Even more interestingly he went on to consider the future and how we are now closing the end of “Episode I” of the technology, where we have control over shape and form. This “2nd Industrial revolution” as Lipson calls it, stems from the fact that complexity is becoming (almost) free, which leads to new designs and new designers, who are only limited by their imagination (and the development of CAD design tools!).
So what is “Episode II”? Control over composition, where we can create new materials by combining different materials on a macro scale level. Combining materials of different hardness results in various material behaviour, which we are only beginning to explore. The way the materials are combined through patterns also makes a significant impact on the end results, which are have just recently started to be tested.

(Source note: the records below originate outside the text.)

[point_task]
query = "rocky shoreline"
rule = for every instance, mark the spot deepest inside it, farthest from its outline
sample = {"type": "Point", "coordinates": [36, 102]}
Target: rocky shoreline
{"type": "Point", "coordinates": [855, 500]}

Wait, there’s even more: “Episode III” will bring ‘Programmable matter’, according to Lipson, which will take 3D printing to a whole new level, moving beyond creating passive objects, to creating interactive robotic systems. But before you get too excited, it is important to stress we are not there, yet. 3D printing a robot body is already possible, but there are many limitations that continue to be explored with 3D printers, however, for now, it still makes more sense to build robots in traditional way.
“Episode IV” was titled ‘Digital Matter’ and is the final step in Lipson’s presentation and really the movement from analog to digital, which would make the capabilities of the 3D printed products substantially higher. Different digitally created voxel types (tiny little building blocks) would enable capabilities that would depend on what kind of voxels we would be using. Small varieties of voxels combined differently would allow a great number of different capabilities for various applications, such as tiny computer chips.
Thinking about all of the technologies that have been through a transition from analog to digital, how it has changed the way those technologies work, it is fascinating to consider what this would mean for 3D printing — one can only imgine.